Purpose driven companies are winners
Companies that look beyond the bottom line often earn more money and garner greater affinity with customers in the long run.
This is the argument that scholar Caterina Bulgarella makes in her September column “Purpose-driven companies evolve faster than others” for Forbes. Purpose-driven companies that frame their goals on the lines of transforming peoples’ lives will not only achieve more sales, but have greater impact on consumers in the long run.
“Purpose does more than make a brand unique. It can shine a light on a business’ evolutionary path,” writes Bulgarella who teaches organizational behavior graduate courses at NYU as an adjunct professor and is an Ethical Systems core team member.
Bulgarella continues: “At a basic level, purpose can simply express what an organization aspires to be and do. But at a more advanced one, it becomes a conscious expression of how an organization intends to evolve and transform itself.”
Bulgarella suggests that there are two different kinds of purpose – linear versus transformative. A basic example, according to Bulgarella, is that a watch company has the linear goal of helping people be on time. A more “transformative” articulation of their goal could be to “help people to achieve a more balanced life.” The –challenge, however, tends to be whether a company can effectively communicate its ultimate impact on a consumers’ life?
Research by PwC shows that more young adults in their ‘20s and ‘30s are attracted to working for purpose-driven companies. They also found that “79 percent of business leaders surveyed by PwC believe that an organization’s purpose is central to business success, yet 68% shared that purpose is not used as a guidepost in leadership decision making processes within their organization.”
Companies that extend into the purpose-driven path are making headlines. In January, social media behemoth Facebook made a splash when CEO Mark Zuckerberg announced the company would take action to bolster community engagement by promoting personal posts from family and friends versus public content via channels such as “News Feed.”

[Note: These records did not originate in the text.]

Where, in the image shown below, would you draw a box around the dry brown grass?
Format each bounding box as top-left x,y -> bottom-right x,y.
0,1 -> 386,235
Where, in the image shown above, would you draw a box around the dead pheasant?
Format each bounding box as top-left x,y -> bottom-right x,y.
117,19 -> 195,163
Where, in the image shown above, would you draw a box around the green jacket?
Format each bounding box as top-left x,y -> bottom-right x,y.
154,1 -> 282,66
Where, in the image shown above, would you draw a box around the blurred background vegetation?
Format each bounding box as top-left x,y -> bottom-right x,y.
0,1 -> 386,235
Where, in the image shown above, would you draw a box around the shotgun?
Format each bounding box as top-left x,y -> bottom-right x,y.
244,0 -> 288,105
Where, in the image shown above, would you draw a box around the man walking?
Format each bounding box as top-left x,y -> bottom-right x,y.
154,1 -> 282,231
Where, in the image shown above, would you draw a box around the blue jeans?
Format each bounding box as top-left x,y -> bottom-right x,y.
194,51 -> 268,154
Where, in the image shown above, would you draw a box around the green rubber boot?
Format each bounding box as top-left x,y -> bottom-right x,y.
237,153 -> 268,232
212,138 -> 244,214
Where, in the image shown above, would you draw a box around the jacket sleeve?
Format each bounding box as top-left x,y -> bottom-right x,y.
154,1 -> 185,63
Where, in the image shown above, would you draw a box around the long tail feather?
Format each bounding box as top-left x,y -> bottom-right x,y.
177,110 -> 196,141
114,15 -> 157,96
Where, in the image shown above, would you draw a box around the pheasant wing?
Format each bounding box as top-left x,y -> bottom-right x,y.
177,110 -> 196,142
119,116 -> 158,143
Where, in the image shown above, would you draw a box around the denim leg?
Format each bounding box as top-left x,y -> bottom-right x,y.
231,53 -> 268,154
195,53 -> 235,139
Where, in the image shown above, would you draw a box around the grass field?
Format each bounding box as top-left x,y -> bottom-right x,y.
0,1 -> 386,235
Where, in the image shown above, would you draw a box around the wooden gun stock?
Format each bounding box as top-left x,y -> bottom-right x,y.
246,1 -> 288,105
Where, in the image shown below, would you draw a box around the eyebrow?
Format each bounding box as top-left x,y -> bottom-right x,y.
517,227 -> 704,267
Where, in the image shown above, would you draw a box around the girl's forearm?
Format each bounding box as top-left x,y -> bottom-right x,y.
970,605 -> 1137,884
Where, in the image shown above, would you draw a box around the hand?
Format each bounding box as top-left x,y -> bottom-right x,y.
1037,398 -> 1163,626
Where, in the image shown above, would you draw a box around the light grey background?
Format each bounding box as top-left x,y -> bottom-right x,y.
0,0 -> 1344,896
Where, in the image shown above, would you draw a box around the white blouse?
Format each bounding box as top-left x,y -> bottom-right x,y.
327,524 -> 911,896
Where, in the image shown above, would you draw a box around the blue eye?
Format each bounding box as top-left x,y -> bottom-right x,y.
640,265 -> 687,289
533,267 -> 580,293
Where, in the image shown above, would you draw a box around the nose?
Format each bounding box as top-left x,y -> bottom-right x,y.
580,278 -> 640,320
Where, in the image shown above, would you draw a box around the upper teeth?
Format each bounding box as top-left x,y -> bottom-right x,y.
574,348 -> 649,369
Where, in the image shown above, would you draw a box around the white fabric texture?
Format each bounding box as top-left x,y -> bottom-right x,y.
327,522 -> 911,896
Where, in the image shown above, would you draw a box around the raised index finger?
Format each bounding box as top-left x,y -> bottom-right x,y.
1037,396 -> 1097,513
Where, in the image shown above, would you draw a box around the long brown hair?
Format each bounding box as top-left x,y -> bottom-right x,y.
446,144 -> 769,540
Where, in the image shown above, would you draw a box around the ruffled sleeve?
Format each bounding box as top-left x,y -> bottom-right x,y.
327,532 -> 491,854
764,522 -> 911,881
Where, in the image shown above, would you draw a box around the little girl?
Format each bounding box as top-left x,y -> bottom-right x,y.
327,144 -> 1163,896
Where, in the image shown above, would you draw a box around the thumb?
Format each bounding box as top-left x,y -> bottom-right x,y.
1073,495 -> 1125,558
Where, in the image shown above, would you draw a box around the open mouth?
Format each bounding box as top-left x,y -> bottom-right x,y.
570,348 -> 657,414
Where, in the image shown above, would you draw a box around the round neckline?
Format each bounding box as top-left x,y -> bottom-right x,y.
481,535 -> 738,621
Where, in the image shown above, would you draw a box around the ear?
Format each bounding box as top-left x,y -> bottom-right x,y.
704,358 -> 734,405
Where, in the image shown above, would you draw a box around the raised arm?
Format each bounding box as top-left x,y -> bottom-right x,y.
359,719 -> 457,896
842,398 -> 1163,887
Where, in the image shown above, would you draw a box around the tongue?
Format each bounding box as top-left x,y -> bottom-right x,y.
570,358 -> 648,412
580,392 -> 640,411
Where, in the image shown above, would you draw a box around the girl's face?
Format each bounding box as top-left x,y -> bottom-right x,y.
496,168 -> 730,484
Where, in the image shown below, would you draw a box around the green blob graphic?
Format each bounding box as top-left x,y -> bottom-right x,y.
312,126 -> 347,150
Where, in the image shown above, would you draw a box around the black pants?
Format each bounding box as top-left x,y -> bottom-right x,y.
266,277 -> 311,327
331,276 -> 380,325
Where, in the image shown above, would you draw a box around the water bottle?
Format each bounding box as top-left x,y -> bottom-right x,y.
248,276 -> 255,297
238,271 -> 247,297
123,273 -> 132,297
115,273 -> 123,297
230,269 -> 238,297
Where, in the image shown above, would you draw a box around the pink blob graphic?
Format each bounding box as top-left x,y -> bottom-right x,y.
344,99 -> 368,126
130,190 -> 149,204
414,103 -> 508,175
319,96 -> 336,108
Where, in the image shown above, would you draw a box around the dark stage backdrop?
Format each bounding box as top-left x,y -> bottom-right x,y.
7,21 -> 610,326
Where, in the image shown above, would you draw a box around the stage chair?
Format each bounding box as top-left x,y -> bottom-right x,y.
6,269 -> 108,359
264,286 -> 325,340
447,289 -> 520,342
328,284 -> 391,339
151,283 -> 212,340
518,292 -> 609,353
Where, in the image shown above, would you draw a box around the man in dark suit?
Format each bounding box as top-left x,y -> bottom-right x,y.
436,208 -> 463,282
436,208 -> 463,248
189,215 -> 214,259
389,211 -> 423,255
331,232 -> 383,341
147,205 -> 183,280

The announcement knocked 5 percent market capitalization from the company and the stock plummeted nearly 20 percent, a reminder that there is a price to pay to “develop the social infrastructure to give people the power to build a global community that works for all of us,” according to Zuckerberg, but nine months later Facebook holds its rank in the top 100 of Forbes digital companies, and despite a rocky year is #76 in Fortune 500 companies compared to #98 the previous year.
Facebook is an example of a billion-dollar company publicly attempting to transform itself into what some might argue as a Do-Gooder or into being more socially responsible; there are a plethora of young companies and startups that were launched with just that in mind, according to Conscious Company Media. Some of the for-profit companies ranked with a mission are small to medium sized companies including Dr. Bronner’s, an organic fair trade soap business based in southern California.
To be sure, for sectors such as food and agriculture, purpose driven seems like a natural fit. Look no further than coffee giant Starbucks whose mission statement is, “To inspire and nurture the human spirit — one person, one cup and one neighborhood at a time.”
Indeed, economic success and a higher purpose can be synonymous. With Bulgarella’s argument established, the conversation can turn to how companies can align their strategy and operations with their transformative purpose. Considering the benefits for genuine purpose-driven companies, the benefits far outweigh any costs.